What kept the page turning was some of the humorous things Jason talked about that I've seriously thought about myself. For example, when talking about the frustrations of when people pray out loud, I now count how many times someone uses the word "just". I've honestly thought about wanting to get tinted windows so I can sing or pray in the car without people thinking I was crazy. But Jason had a better idea, get a fake blue tooth ear piece. It's more funny now after reading the book when he wrote a post a month or so prior about recording the audio book version when he said something along the lines of "make sure not to write out philosophical big wigs like Kierkegaard too many times." Because at one point he had written Keirkegaards name on one page more times than Joel Osteen blinks in a sermon.
I especially enjoyed the term "Eschatological agnostic" meaning it's someone who doesn't understand the end times. Personally, when people ask me about the end times, if we'll get raptured, pre, mid, or post trib, I say, "I believe in the pan theory. When it happens it'll all pan out."

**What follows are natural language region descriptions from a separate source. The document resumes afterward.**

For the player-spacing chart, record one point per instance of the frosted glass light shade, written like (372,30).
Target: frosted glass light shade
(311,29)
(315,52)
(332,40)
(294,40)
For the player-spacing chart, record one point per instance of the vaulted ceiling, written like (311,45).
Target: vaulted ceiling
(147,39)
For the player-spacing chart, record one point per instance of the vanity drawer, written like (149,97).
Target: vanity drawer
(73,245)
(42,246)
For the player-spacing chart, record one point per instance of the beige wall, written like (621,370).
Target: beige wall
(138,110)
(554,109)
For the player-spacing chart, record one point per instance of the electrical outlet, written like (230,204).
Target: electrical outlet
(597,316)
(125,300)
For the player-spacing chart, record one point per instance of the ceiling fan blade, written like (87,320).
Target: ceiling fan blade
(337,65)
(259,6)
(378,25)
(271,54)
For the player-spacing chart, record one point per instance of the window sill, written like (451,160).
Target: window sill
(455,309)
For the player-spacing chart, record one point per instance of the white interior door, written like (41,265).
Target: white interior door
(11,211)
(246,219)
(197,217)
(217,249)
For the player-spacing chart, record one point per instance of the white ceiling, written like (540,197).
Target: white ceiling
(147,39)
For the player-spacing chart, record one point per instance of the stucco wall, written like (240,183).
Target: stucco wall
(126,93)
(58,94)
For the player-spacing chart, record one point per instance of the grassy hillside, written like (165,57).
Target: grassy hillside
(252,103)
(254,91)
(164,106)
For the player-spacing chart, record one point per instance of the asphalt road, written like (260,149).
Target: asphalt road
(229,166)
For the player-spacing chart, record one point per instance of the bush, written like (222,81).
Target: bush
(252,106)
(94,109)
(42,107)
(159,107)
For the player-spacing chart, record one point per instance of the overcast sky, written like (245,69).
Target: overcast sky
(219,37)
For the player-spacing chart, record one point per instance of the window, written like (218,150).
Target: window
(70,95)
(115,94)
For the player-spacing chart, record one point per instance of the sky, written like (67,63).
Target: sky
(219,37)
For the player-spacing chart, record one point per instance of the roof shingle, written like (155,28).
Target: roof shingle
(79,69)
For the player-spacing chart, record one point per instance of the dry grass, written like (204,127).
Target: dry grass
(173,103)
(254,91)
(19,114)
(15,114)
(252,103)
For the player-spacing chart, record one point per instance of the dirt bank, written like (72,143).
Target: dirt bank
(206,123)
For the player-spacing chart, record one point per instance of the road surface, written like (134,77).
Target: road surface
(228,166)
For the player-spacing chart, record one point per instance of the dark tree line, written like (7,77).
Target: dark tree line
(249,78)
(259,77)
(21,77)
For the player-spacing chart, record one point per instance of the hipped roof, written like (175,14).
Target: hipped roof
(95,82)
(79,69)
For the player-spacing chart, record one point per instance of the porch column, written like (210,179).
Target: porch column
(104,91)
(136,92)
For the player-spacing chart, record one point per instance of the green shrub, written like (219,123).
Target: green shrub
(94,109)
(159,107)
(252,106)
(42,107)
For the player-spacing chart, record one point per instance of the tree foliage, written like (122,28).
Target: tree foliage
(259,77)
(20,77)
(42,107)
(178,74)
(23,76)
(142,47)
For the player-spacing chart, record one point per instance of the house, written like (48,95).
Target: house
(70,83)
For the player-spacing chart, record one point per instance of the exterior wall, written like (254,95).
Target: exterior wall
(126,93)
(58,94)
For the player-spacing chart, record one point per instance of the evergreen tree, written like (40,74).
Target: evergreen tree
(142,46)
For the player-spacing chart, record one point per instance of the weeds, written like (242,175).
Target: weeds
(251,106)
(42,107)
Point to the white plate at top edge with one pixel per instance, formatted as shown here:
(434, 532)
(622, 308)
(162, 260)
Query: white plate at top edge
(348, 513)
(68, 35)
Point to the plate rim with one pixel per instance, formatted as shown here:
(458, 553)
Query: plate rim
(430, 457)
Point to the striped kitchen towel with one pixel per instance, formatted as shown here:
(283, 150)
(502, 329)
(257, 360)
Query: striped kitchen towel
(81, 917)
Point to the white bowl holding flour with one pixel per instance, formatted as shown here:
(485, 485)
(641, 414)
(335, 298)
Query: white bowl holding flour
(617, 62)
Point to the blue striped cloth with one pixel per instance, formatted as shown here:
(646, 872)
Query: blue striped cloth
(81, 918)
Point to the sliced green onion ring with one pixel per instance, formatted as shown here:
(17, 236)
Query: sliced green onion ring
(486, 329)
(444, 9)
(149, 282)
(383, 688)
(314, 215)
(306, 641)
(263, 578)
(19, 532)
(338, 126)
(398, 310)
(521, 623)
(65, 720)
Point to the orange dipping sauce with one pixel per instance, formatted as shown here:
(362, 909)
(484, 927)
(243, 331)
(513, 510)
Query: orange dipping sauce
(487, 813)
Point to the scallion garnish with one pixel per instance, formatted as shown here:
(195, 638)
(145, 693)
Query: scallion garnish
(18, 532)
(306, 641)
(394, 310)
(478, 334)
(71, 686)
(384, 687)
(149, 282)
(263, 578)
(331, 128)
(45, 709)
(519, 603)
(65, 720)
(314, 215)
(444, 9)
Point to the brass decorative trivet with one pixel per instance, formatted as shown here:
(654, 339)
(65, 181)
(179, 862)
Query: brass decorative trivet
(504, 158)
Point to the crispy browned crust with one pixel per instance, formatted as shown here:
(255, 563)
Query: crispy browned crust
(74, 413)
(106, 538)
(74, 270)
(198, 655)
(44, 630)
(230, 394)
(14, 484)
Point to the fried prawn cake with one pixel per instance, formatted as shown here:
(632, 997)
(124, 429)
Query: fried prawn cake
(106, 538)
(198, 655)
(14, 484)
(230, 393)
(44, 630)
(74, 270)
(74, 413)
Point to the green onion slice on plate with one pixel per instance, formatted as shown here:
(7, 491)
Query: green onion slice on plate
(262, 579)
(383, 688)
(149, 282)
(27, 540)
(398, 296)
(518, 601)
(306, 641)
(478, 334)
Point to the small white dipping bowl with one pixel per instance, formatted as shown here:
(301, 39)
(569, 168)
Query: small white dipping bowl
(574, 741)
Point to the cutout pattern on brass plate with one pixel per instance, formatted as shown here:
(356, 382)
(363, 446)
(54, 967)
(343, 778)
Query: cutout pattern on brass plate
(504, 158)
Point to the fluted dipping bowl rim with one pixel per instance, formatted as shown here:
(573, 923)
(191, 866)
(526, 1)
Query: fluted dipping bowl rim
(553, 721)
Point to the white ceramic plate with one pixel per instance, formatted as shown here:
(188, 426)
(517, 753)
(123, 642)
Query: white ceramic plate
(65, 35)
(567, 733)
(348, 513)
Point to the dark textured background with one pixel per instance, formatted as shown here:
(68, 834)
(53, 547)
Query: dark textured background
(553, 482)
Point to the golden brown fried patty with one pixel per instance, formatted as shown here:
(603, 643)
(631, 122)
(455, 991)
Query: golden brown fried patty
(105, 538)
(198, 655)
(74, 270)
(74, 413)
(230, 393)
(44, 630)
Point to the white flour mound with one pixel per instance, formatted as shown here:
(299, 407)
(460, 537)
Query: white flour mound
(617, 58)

There were a couple of times where I felt the book was repetitious. When I wrote my notes down, the repetitive ideas were at the end, i.e. an idea from chapter 3 was talked about in chapter 9 and 10. (I won't name them, because maybe you won't notice or care) Maybe it was a recap sort of thing and I know all my English teachers always told me to never introduce a new issue at the end of an essay or paper, but the recapping left me thinking, "I heard you say this before, let's talk of other fun and honest things."
There were times where I felt the book glossed over certain bible characters' doubts like a laundry list style. I realize the focus of the book wasn't to do a book report of these people but it would have been nice to spend a little bit more time really understanding their doubt.
The honesty that was apparent in Jason's tone through out the book was refreshing. And the idea of owning up to our doubts as Christians was encouragement for me. So many times in church we're just told to have child like faith and just believe, read your bible, go to church and pray. But I have so many questions and it was a good reminder in the book pointing out that Jesus said to ask, seek and knock (Anybody ever notice the acronym for that is ASK?)
What I can relate to deep in my heart is when he says, "In my life, I struggle with the paralyzing nature of doubt. Why pray if I don't know what good it does? Why lead my small group if I have serious questions about the subject matter? Why address a congregation in a sermon if I'm not even close to figuring anything out? Religious doubt makes me want to sit back and do nothing." This is a great struggle for me because I used to help out with youth but after a couple of months, I shrug my shoulders and say, "What's the point? If I really told them how I was feeling or what I was thinking, I probably wouldn't be allowed to teach."
This book isn't going to remove any of your doubt (which some may think is a negative thing, but I see it as a way of searching out God and who he is, also it's working out our salvation with fear and trembling). But Jason encourages his readers to be real and reminds those of us who do doubt in some way, not to be white washed tombs.
But the best encouragement I got from the book was this:
It's time to get our Kung Fu Grip on!